Réalisatrice : India Donaldson
Acteurs : Lily Collias, James LeGrosDanny McCarthy, Diana Irvine,....
Distributeur : New Story
Budget : -
Genre : Drame.
Nationalité : Américain.
Durée : 1h30min.  

Synopsis :
Sam, 17 ans, préférerait passer le week-end avec ses amis, mais elle accepte de rejoindre son père Chris, dans la région des montagnes Catskills de l’Etat de New York. Un endroit paradisiaque où Matt, l’ami de toujours de Chris, est hélas également convié.




Critique :



La société contemporaine bouffée par le modernisme et le consumérisme, n'a fait que renforcer la symbolique de l'opposition entre le cadre urbain et la campagne, qu'accentuer le processus d'association d'idées et de faits que l'on se fait d'elles : par exemple, associer la campagne au calme et au repos, là où la ville se fait plus bruyante et anxiogène.
Si l'humanité vient rarement bousculer ce discours, le septième art lui s'amuse parfois à en effilocher la vérité, parfois brutalement (le cinéma horrifique, le survival), d'autres fois plus subtilement.

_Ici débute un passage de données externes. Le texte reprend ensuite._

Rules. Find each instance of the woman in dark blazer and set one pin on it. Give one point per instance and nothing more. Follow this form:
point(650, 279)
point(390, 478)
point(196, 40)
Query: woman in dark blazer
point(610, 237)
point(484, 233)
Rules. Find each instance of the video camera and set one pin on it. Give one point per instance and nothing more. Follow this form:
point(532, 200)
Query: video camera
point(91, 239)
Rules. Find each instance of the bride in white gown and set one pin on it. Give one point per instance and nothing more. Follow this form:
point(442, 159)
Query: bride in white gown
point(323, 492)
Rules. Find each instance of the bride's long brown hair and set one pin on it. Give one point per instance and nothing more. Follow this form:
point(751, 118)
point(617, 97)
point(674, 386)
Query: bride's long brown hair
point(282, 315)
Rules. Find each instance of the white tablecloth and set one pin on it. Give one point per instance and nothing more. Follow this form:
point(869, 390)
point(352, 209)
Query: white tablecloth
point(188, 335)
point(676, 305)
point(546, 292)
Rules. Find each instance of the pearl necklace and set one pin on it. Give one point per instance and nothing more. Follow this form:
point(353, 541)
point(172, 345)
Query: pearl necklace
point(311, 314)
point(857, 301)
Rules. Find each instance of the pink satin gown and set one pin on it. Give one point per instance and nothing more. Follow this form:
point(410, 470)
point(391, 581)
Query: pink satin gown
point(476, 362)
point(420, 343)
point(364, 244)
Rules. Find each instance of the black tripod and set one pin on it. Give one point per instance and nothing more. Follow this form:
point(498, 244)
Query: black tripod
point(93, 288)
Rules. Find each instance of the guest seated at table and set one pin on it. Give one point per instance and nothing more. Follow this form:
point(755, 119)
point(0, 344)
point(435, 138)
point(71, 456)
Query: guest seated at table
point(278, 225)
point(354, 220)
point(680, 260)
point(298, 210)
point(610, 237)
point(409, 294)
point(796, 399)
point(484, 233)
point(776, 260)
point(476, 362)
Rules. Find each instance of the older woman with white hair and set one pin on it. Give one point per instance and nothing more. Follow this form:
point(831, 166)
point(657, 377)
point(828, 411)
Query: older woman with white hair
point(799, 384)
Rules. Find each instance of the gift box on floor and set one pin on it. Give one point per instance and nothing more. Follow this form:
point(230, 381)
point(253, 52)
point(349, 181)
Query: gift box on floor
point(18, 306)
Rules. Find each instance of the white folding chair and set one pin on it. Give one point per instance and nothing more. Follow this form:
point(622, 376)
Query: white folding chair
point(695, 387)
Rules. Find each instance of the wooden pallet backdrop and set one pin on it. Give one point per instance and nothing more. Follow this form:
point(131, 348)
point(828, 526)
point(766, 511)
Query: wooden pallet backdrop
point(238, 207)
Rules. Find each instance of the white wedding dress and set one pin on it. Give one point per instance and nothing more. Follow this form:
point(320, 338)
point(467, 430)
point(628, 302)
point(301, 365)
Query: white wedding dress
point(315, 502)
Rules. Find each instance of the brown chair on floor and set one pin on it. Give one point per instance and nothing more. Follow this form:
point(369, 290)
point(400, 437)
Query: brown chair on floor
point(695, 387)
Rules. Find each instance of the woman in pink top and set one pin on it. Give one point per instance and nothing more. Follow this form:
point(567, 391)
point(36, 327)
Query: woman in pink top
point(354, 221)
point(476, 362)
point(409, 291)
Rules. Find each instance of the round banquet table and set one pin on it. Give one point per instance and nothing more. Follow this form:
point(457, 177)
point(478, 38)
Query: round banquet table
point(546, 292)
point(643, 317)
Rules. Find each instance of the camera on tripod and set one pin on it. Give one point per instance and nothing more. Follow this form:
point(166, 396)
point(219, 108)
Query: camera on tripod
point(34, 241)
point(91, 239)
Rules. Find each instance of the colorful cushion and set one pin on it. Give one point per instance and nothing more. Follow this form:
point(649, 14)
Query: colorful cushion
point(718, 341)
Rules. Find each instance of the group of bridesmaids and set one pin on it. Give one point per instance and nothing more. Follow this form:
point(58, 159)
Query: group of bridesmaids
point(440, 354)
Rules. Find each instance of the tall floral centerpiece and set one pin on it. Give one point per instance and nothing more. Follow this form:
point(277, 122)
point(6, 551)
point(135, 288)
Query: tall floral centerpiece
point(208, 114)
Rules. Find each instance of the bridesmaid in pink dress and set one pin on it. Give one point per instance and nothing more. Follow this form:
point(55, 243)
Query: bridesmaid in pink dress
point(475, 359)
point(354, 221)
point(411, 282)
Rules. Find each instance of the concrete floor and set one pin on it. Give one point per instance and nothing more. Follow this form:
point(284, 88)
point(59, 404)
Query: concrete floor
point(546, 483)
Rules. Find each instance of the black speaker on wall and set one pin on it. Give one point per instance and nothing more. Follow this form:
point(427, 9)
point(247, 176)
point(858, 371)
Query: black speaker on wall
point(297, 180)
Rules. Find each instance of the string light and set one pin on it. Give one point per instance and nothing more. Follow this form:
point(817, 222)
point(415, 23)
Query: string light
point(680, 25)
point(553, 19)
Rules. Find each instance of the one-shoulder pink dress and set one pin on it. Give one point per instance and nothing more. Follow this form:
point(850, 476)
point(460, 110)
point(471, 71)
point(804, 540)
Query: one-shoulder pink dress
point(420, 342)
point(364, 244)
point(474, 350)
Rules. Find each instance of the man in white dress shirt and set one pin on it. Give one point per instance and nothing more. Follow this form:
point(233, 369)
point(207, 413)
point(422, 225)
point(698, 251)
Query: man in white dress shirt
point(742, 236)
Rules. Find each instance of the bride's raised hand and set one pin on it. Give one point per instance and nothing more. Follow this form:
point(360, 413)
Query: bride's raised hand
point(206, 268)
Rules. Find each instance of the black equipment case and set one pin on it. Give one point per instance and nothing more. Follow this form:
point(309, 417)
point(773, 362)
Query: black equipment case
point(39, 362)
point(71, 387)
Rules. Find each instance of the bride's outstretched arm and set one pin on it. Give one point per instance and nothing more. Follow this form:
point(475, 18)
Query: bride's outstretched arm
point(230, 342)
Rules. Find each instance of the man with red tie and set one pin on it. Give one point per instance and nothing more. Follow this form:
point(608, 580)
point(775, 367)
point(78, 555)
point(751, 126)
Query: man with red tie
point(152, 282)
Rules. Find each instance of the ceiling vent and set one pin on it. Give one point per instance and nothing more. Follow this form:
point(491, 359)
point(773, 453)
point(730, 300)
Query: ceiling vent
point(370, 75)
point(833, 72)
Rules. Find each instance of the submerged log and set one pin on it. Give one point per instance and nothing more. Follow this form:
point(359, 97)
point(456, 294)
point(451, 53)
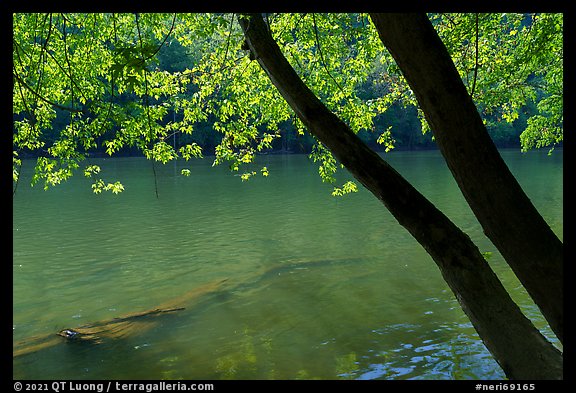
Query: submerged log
point(119, 327)
point(139, 322)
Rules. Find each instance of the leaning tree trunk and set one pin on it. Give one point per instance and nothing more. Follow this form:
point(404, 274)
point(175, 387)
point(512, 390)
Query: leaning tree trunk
point(519, 348)
point(507, 216)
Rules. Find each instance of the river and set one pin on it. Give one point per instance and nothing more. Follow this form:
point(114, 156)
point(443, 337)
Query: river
point(319, 287)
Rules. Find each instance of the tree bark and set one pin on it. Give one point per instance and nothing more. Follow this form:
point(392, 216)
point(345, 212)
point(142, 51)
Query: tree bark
point(507, 216)
point(519, 348)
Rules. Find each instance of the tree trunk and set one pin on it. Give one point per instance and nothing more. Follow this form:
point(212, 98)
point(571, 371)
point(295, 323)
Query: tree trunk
point(507, 216)
point(519, 348)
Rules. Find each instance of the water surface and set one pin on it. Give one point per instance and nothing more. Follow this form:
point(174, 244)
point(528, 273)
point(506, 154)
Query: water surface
point(319, 287)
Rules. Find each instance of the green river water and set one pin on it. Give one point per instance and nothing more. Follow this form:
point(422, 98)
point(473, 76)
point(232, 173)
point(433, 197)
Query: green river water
point(318, 287)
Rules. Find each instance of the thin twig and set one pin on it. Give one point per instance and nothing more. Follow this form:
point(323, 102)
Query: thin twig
point(145, 98)
point(476, 61)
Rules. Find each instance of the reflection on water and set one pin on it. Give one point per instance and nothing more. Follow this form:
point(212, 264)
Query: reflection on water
point(318, 287)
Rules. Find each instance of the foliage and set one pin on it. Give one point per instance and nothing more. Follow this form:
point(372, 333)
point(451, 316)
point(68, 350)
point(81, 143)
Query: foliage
point(169, 86)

Dans le même mouvement (toute propension gardée) d'un Lars Von Trier qui n'hésite pas - avec sensiblement plus de violence et d'excès, certes - à faire rimer ruralité et nature avec chaos, la wannabe cinéaste India Donaldson (oui, la fille de Roger Donaldson), à l'image d'une bonne frange de la nouvelle garde espagnole, vient gentiment triturer les racines de cette symbolique avec son premier long-métrage, Good One, à travers le week-end loin d'être tranquille d'une adolescente, Sam (formidable et naturelle Lily Collias), parti faire de la randonnée avec son paternel et le meilleur ami de celui-ci.

Copyright International Pigeon Production

Où comment ce qui était voulu comme une escapade salutaire pour échapper à la routine et aux petits soucis du quotidien, va se transformer en un enchevêtrement constant d'anxiété et de contrariétés pour la jeune femme; un voyage silencieux à travers les sentiers sinueux de l'inconfort, qui n'a rien de la toile de tranquillité dans laquelle elle était supposée être bercé.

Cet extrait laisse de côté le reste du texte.